Entry at this point is when the experience shapes the structure of the dance. In other words, the dance becomes yours. You shape the dance to be you rather than the steps and techniques being the only goal.

Dance is unique. The entry point is instantaneous. The first steps of a child instantly turn to dance with music. The beginner learning the waltz can feel the dance within them even if the body is trying to catch up.

The uniqueness of dance is a lifetime study. A particularly interesting point of entry is the activating of the personal monitor. It has something to do with the play between awareness and a generalized sense of everything working together. Dancers confront their internal emotions and traumas as well as their external interactions.

The monitoring is subtle signals or messages or conversations between the person and every part of their life. Dancers often describe their experience as spiritual or as meditative. I suspect that the reason is this aspect of monitoring that is a personal connection with insights, anticipations, and moments of creating new cells and new points of view.

Dance and music ride the line between the known and the unknown similar to religious ritual and meditation. Structure and form are there to develop processes like personal monitoring to navigate these sometimes challenging seas of uncertainty and vulnerability.

As I describe my exploration and experiments, my intent is not to create a structure or a way to dance. My hope is to find an entry way to making the kinds of connections that dancers and dance teachers make every day.

Will these entry points give you more access to yourself and to dancing? Will they give choreographers and teachers clearer ways to state the importance of their explorations? Will more audiences join choreographers to explore new discoveries of themselves?
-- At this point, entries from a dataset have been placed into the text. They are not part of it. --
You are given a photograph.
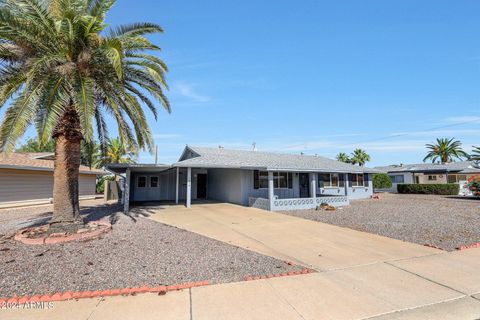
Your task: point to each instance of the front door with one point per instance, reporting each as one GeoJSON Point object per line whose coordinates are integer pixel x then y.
{"type": "Point", "coordinates": [304, 185]}
{"type": "Point", "coordinates": [201, 186]}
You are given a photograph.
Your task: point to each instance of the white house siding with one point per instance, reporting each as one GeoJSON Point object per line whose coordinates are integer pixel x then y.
{"type": "Point", "coordinates": [32, 185]}
{"type": "Point", "coordinates": [423, 178]}
{"type": "Point", "coordinates": [248, 189]}
{"type": "Point", "coordinates": [225, 185]}
{"type": "Point", "coordinates": [354, 193]}
{"type": "Point", "coordinates": [407, 178]}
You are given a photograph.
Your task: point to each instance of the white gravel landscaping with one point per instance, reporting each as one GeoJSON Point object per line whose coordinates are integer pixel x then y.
{"type": "Point", "coordinates": [136, 252]}
{"type": "Point", "coordinates": [441, 221]}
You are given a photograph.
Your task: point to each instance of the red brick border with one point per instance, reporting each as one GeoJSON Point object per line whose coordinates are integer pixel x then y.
{"type": "Point", "coordinates": [470, 246]}
{"type": "Point", "coordinates": [290, 273]}
{"type": "Point", "coordinates": [68, 295]}
{"type": "Point", "coordinates": [20, 235]}
{"type": "Point", "coordinates": [433, 246]}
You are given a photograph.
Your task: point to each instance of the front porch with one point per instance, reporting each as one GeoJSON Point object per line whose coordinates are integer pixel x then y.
{"type": "Point", "coordinates": [297, 203]}
{"type": "Point", "coordinates": [331, 190]}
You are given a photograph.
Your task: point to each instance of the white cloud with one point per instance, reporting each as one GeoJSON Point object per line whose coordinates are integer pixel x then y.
{"type": "Point", "coordinates": [463, 119]}
{"type": "Point", "coordinates": [160, 136]}
{"type": "Point", "coordinates": [187, 90]}
{"type": "Point", "coordinates": [436, 133]}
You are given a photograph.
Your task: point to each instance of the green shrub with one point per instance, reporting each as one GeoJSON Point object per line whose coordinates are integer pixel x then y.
{"type": "Point", "coordinates": [381, 181]}
{"type": "Point", "coordinates": [100, 188]}
{"type": "Point", "coordinates": [443, 189]}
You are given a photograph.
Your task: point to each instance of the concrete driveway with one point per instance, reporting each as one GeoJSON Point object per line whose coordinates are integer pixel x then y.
{"type": "Point", "coordinates": [361, 276]}
{"type": "Point", "coordinates": [316, 245]}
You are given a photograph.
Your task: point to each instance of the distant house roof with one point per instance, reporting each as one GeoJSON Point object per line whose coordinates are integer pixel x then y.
{"type": "Point", "coordinates": [242, 159]}
{"type": "Point", "coordinates": [460, 167]}
{"type": "Point", "coordinates": [35, 161]}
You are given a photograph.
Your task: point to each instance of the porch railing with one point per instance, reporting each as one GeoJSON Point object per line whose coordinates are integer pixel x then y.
{"type": "Point", "coordinates": [297, 203]}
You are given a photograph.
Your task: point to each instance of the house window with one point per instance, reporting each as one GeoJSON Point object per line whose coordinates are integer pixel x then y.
{"type": "Point", "coordinates": [358, 180]}
{"type": "Point", "coordinates": [397, 179]}
{"type": "Point", "coordinates": [153, 182]}
{"type": "Point", "coordinates": [142, 182]}
{"type": "Point", "coordinates": [281, 180]}
{"type": "Point", "coordinates": [456, 178]}
{"type": "Point", "coordinates": [328, 180]}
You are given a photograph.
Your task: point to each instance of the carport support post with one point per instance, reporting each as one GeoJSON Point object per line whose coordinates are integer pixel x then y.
{"type": "Point", "coordinates": [176, 186]}
{"type": "Point", "coordinates": [189, 186]}
{"type": "Point", "coordinates": [313, 187]}
{"type": "Point", "coordinates": [126, 192]}
{"type": "Point", "coordinates": [271, 193]}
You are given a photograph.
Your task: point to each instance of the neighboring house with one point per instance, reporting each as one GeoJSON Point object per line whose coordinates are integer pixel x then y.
{"type": "Point", "coordinates": [27, 179]}
{"type": "Point", "coordinates": [269, 181]}
{"type": "Point", "coordinates": [430, 173]}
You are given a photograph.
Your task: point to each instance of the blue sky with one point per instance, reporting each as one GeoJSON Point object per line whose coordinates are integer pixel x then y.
{"type": "Point", "coordinates": [318, 77]}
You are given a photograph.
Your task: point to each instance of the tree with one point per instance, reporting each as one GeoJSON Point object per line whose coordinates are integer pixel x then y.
{"type": "Point", "coordinates": [65, 73]}
{"type": "Point", "coordinates": [446, 150]}
{"type": "Point", "coordinates": [115, 153]}
{"type": "Point", "coordinates": [475, 156]}
{"type": "Point", "coordinates": [33, 145]}
{"type": "Point", "coordinates": [381, 181]}
{"type": "Point", "coordinates": [343, 157]}
{"type": "Point", "coordinates": [359, 157]}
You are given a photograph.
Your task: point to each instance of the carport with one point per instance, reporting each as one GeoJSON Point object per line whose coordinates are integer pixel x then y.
{"type": "Point", "coordinates": [159, 182]}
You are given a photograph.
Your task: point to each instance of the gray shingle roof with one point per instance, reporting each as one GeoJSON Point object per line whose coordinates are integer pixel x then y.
{"type": "Point", "coordinates": [225, 158]}
{"type": "Point", "coordinates": [461, 166]}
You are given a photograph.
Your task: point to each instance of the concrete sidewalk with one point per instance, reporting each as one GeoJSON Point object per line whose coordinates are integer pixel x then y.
{"type": "Point", "coordinates": [378, 291]}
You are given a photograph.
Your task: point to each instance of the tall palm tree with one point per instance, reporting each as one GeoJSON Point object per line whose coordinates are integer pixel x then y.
{"type": "Point", "coordinates": [343, 157]}
{"type": "Point", "coordinates": [64, 73]}
{"type": "Point", "coordinates": [446, 150]}
{"type": "Point", "coordinates": [359, 157]}
{"type": "Point", "coordinates": [115, 153]}
{"type": "Point", "coordinates": [475, 156]}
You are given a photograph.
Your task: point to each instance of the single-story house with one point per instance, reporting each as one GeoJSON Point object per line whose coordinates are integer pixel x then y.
{"type": "Point", "coordinates": [27, 179]}
{"type": "Point", "coordinates": [271, 181]}
{"type": "Point", "coordinates": [431, 173]}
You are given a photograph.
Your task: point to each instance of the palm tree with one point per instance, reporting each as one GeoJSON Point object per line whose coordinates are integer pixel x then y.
{"type": "Point", "coordinates": [475, 156]}
{"type": "Point", "coordinates": [446, 150]}
{"type": "Point", "coordinates": [359, 157]}
{"type": "Point", "coordinates": [343, 157]}
{"type": "Point", "coordinates": [64, 73]}
{"type": "Point", "coordinates": [115, 153]}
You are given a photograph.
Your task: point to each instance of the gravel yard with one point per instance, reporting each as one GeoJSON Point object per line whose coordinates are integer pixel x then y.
{"type": "Point", "coordinates": [136, 252]}
{"type": "Point", "coordinates": [445, 222]}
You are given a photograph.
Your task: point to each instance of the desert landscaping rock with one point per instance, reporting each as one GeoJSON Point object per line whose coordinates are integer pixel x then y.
{"type": "Point", "coordinates": [439, 221]}
{"type": "Point", "coordinates": [137, 252]}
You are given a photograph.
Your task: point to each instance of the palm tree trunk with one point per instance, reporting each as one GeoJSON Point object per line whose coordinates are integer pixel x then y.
{"type": "Point", "coordinates": [66, 209]}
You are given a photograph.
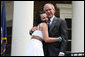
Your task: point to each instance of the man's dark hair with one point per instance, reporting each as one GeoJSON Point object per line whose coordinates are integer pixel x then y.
{"type": "Point", "coordinates": [38, 18]}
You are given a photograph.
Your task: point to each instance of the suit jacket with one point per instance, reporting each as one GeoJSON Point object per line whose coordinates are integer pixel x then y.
{"type": "Point", "coordinates": [58, 28]}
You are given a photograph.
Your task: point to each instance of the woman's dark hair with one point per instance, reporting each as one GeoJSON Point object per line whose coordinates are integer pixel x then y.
{"type": "Point", "coordinates": [38, 18]}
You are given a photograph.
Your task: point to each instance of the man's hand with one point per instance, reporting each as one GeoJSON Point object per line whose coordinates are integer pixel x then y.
{"type": "Point", "coordinates": [34, 28]}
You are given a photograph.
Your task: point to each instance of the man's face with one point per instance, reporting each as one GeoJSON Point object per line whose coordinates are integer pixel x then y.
{"type": "Point", "coordinates": [49, 11]}
{"type": "Point", "coordinates": [44, 17]}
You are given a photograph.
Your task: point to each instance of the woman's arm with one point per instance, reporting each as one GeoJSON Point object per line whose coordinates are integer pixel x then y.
{"type": "Point", "coordinates": [46, 37]}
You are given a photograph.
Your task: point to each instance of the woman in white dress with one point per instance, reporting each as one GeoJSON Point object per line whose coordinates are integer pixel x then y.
{"type": "Point", "coordinates": [35, 46]}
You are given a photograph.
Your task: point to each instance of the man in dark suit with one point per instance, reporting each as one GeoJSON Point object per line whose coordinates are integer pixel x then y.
{"type": "Point", "coordinates": [56, 28]}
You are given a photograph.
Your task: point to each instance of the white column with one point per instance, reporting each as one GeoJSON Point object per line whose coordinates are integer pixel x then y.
{"type": "Point", "coordinates": [78, 26]}
{"type": "Point", "coordinates": [22, 23]}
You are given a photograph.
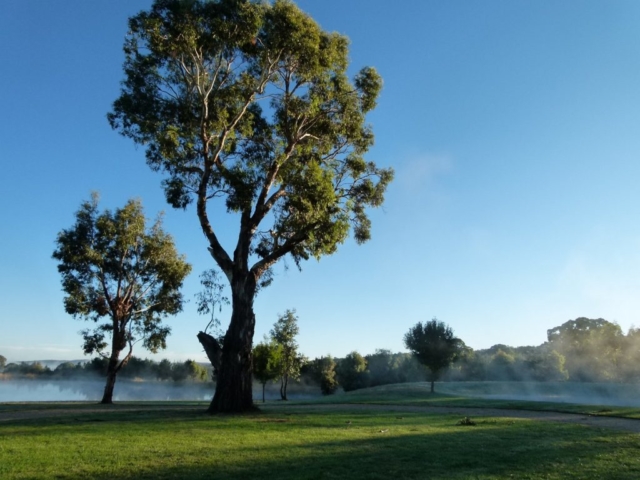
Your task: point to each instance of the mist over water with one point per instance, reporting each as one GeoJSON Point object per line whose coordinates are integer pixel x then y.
{"type": "Point", "coordinates": [92, 390]}
{"type": "Point", "coordinates": [613, 394]}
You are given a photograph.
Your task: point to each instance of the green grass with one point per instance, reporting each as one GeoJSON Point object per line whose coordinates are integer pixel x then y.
{"type": "Point", "coordinates": [177, 440]}
{"type": "Point", "coordinates": [417, 394]}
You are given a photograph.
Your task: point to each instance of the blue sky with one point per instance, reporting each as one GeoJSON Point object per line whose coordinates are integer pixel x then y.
{"type": "Point", "coordinates": [513, 127]}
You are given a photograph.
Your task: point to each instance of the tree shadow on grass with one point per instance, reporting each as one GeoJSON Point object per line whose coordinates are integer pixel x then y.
{"type": "Point", "coordinates": [492, 449]}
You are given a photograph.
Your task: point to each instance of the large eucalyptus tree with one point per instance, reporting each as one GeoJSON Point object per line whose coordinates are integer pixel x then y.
{"type": "Point", "coordinates": [250, 101]}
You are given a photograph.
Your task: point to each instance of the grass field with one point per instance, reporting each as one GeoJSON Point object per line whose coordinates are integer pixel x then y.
{"type": "Point", "coordinates": [293, 441]}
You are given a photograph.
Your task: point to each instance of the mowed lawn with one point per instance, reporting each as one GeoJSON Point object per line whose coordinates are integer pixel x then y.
{"type": "Point", "coordinates": [149, 441]}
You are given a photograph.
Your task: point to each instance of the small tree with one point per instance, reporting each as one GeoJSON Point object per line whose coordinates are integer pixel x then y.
{"type": "Point", "coordinates": [284, 333]}
{"type": "Point", "coordinates": [122, 277]}
{"type": "Point", "coordinates": [266, 363]}
{"type": "Point", "coordinates": [434, 345]}
{"type": "Point", "coordinates": [324, 372]}
{"type": "Point", "coordinates": [352, 372]}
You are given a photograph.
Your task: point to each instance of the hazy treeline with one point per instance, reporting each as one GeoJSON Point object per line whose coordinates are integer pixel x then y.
{"type": "Point", "coordinates": [97, 368]}
{"type": "Point", "coordinates": [356, 371]}
{"type": "Point", "coordinates": [580, 350]}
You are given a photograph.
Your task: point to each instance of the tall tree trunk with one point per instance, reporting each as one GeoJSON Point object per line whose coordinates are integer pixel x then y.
{"type": "Point", "coordinates": [234, 391]}
{"type": "Point", "coordinates": [112, 371]}
{"type": "Point", "coordinates": [283, 387]}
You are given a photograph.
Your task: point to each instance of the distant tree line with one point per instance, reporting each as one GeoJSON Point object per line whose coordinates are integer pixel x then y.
{"type": "Point", "coordinates": [580, 350]}
{"type": "Point", "coordinates": [164, 370]}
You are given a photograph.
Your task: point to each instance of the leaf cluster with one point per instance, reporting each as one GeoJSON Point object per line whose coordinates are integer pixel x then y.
{"type": "Point", "coordinates": [434, 344]}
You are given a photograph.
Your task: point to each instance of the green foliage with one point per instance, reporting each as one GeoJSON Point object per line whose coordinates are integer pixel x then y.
{"type": "Point", "coordinates": [434, 345]}
{"type": "Point", "coordinates": [211, 296]}
{"type": "Point", "coordinates": [123, 277]}
{"type": "Point", "coordinates": [352, 372]}
{"type": "Point", "coordinates": [324, 372]}
{"type": "Point", "coordinates": [250, 102]}
{"type": "Point", "coordinates": [188, 370]}
{"type": "Point", "coordinates": [267, 359]}
{"type": "Point", "coordinates": [283, 334]}
{"type": "Point", "coordinates": [120, 276]}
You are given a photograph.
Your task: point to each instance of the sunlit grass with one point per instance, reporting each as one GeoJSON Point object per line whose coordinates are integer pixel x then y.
{"type": "Point", "coordinates": [148, 441]}
{"type": "Point", "coordinates": [418, 394]}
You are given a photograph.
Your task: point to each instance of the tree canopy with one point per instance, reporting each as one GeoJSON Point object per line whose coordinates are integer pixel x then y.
{"type": "Point", "coordinates": [250, 103]}
{"type": "Point", "coordinates": [434, 345]}
{"type": "Point", "coordinates": [123, 277]}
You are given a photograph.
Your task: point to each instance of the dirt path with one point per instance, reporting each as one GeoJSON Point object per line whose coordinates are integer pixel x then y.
{"type": "Point", "coordinates": [595, 421]}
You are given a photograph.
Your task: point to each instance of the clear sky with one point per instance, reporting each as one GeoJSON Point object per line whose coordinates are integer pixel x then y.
{"type": "Point", "coordinates": [513, 127]}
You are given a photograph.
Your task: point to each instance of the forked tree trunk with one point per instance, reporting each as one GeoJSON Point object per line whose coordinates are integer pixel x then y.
{"type": "Point", "coordinates": [234, 391]}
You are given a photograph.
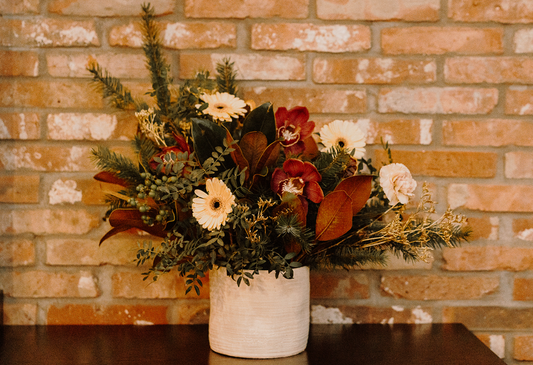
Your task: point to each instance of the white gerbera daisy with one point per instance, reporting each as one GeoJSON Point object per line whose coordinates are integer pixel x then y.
{"type": "Point", "coordinates": [211, 210]}
{"type": "Point", "coordinates": [344, 134]}
{"type": "Point", "coordinates": [223, 106]}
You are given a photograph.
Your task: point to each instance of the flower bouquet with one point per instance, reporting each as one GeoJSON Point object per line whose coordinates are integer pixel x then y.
{"type": "Point", "coordinates": [226, 184]}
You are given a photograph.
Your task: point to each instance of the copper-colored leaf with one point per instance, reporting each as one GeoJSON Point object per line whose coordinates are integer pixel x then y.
{"type": "Point", "coordinates": [358, 188]}
{"type": "Point", "coordinates": [108, 177]}
{"type": "Point", "coordinates": [253, 144]}
{"type": "Point", "coordinates": [131, 218]}
{"type": "Point", "coordinates": [238, 157]}
{"type": "Point", "coordinates": [113, 232]}
{"type": "Point", "coordinates": [269, 157]}
{"type": "Point", "coordinates": [334, 216]}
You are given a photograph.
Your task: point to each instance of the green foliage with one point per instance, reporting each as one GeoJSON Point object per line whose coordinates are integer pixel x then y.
{"type": "Point", "coordinates": [121, 166]}
{"type": "Point", "coordinates": [226, 77]}
{"type": "Point", "coordinates": [112, 89]}
{"type": "Point", "coordinates": [158, 67]}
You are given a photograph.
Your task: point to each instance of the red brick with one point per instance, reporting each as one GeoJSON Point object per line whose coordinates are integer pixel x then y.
{"type": "Point", "coordinates": [434, 287]}
{"type": "Point", "coordinates": [517, 11]}
{"type": "Point", "coordinates": [366, 314]}
{"type": "Point", "coordinates": [48, 33]}
{"type": "Point", "coordinates": [491, 198]}
{"type": "Point", "coordinates": [19, 189]}
{"type": "Point", "coordinates": [109, 8]}
{"type": "Point", "coordinates": [519, 101]}
{"type": "Point", "coordinates": [495, 342]}
{"type": "Point", "coordinates": [523, 229]}
{"type": "Point", "coordinates": [489, 317]}
{"type": "Point", "coordinates": [49, 94]}
{"type": "Point", "coordinates": [425, 10]}
{"type": "Point", "coordinates": [120, 65]}
{"type": "Point", "coordinates": [373, 71]}
{"type": "Point", "coordinates": [523, 348]}
{"type": "Point", "coordinates": [19, 252]}
{"type": "Point", "coordinates": [247, 9]}
{"type": "Point", "coordinates": [19, 7]}
{"type": "Point", "coordinates": [19, 126]}
{"type": "Point", "coordinates": [487, 132]}
{"type": "Point", "coordinates": [248, 66]}
{"type": "Point", "coordinates": [91, 126]}
{"type": "Point", "coordinates": [519, 165]}
{"type": "Point", "coordinates": [13, 63]}
{"type": "Point", "coordinates": [190, 312]}
{"type": "Point", "coordinates": [94, 314]}
{"type": "Point", "coordinates": [484, 228]}
{"type": "Point", "coordinates": [130, 284]}
{"type": "Point", "coordinates": [179, 35]}
{"type": "Point", "coordinates": [39, 158]}
{"type": "Point", "coordinates": [434, 100]}
{"type": "Point", "coordinates": [317, 100]}
{"type": "Point", "coordinates": [311, 37]}
{"type": "Point", "coordinates": [118, 250]}
{"type": "Point", "coordinates": [487, 258]}
{"type": "Point", "coordinates": [445, 163]}
{"type": "Point", "coordinates": [523, 289]}
{"type": "Point", "coordinates": [20, 314]}
{"type": "Point", "coordinates": [43, 284]}
{"type": "Point", "coordinates": [48, 221]}
{"type": "Point", "coordinates": [493, 70]}
{"type": "Point", "coordinates": [441, 40]}
{"type": "Point", "coordinates": [394, 131]}
{"type": "Point", "coordinates": [523, 41]}
{"type": "Point", "coordinates": [339, 285]}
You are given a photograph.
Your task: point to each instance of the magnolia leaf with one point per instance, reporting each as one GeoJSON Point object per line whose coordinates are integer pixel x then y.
{"type": "Point", "coordinates": [207, 137]}
{"type": "Point", "coordinates": [334, 216]}
{"type": "Point", "coordinates": [238, 157]}
{"type": "Point", "coordinates": [261, 119]}
{"type": "Point", "coordinates": [358, 188]}
{"type": "Point", "coordinates": [269, 157]}
{"type": "Point", "coordinates": [253, 145]}
{"type": "Point", "coordinates": [111, 178]}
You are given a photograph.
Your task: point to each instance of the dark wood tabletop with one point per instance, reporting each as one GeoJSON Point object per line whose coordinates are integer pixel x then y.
{"type": "Point", "coordinates": [375, 344]}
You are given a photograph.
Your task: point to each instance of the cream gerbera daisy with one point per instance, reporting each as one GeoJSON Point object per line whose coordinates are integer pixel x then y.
{"type": "Point", "coordinates": [223, 106]}
{"type": "Point", "coordinates": [211, 210]}
{"type": "Point", "coordinates": [344, 134]}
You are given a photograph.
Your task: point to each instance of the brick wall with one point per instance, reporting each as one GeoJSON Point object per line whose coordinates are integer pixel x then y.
{"type": "Point", "coordinates": [447, 82]}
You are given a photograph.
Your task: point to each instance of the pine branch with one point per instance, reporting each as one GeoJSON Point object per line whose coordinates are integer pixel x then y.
{"type": "Point", "coordinates": [122, 167]}
{"type": "Point", "coordinates": [226, 77]}
{"type": "Point", "coordinates": [145, 149]}
{"type": "Point", "coordinates": [111, 88]}
{"type": "Point", "coordinates": [159, 69]}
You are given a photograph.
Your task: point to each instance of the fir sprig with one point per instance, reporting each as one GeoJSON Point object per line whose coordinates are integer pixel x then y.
{"type": "Point", "coordinates": [112, 89]}
{"type": "Point", "coordinates": [158, 67]}
{"type": "Point", "coordinates": [226, 77]}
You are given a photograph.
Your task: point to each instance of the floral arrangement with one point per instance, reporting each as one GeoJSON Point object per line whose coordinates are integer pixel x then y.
{"type": "Point", "coordinates": [227, 184]}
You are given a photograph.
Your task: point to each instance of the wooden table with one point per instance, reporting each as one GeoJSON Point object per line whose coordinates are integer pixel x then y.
{"type": "Point", "coordinates": [375, 344]}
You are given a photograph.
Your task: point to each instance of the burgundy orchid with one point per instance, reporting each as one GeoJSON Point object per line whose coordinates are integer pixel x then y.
{"type": "Point", "coordinates": [299, 178]}
{"type": "Point", "coordinates": [293, 127]}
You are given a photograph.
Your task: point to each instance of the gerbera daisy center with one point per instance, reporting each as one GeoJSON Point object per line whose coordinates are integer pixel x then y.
{"type": "Point", "coordinates": [294, 186]}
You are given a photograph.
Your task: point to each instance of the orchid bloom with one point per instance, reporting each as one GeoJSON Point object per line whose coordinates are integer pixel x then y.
{"type": "Point", "coordinates": [293, 126]}
{"type": "Point", "coordinates": [298, 178]}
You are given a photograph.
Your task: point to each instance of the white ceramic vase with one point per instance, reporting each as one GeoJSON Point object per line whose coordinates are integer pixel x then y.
{"type": "Point", "coordinates": [268, 319]}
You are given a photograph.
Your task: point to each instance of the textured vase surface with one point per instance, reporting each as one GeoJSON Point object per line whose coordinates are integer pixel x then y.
{"type": "Point", "coordinates": [268, 319]}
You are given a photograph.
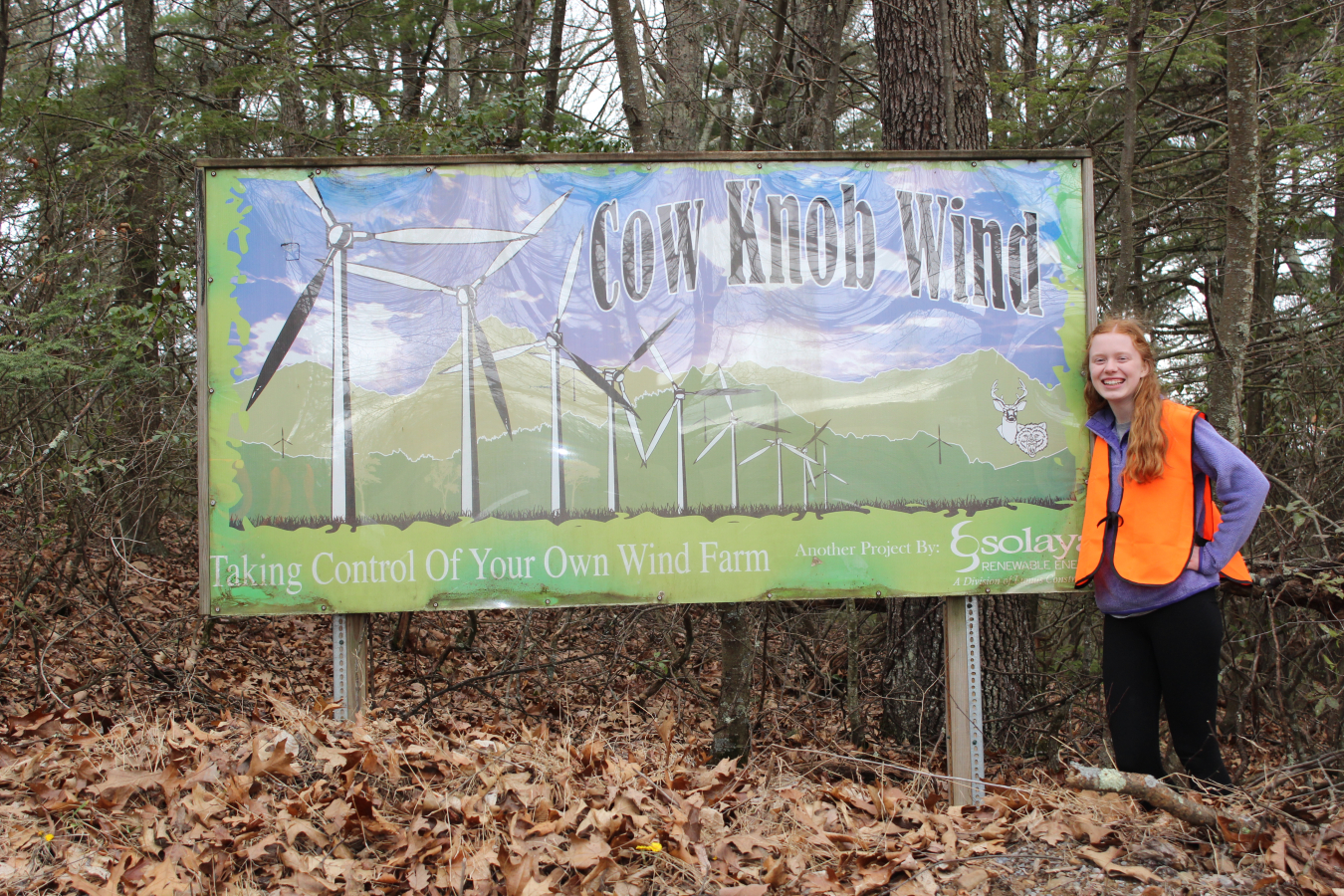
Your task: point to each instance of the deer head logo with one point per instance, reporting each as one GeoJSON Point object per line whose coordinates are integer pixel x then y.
{"type": "Point", "coordinates": [1028, 437]}
{"type": "Point", "coordinates": [1008, 429]}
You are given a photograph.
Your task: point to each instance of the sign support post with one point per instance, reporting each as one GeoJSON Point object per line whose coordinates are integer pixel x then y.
{"type": "Point", "coordinates": [965, 730]}
{"type": "Point", "coordinates": [349, 657]}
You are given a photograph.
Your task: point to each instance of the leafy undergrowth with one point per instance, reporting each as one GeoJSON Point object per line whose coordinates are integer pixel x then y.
{"type": "Point", "coordinates": [306, 804]}
{"type": "Point", "coordinates": [144, 750]}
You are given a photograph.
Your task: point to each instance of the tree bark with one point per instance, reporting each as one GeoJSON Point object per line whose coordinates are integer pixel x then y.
{"type": "Point", "coordinates": [1232, 310]}
{"type": "Point", "coordinates": [453, 61]}
{"type": "Point", "coordinates": [1337, 220]}
{"type": "Point", "coordinates": [634, 100]}
{"type": "Point", "coordinates": [682, 51]}
{"type": "Point", "coordinates": [553, 69]}
{"type": "Point", "coordinates": [141, 506]}
{"type": "Point", "coordinates": [768, 80]}
{"type": "Point", "coordinates": [737, 630]}
{"type": "Point", "coordinates": [1029, 57]}
{"type": "Point", "coordinates": [997, 43]}
{"type": "Point", "coordinates": [293, 123]}
{"type": "Point", "coordinates": [732, 77]}
{"type": "Point", "coordinates": [1126, 269]}
{"type": "Point", "coordinates": [525, 18]}
{"type": "Point", "coordinates": [913, 81]}
{"type": "Point", "coordinates": [914, 43]}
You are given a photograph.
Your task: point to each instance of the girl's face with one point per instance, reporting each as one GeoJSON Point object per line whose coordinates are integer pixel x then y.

Again, my hope is to give insights for each individual to find the brightness within themselves where dance resides.

All along the way I could say, build your connections, “Do not do as I do.” As a consummate beginner of dance, I am the perfect person to delve into these murky waters that seem so confusing to explain. It takes me years to absorb a structure, relearning each time I return. Learning patterns requires sometimes hours of improvisation and play with the different pieces of a movement. My system sometimes overloads and freezes my ability to move. One of my Pilates teachers says, “You think too much.” My Floor-BarreTM instructor says I need more fluidity as I am learning the movements.

So my qualifications in doing this study are not what I do or can do, they are my passion to find the entry points that bring delight to every movement.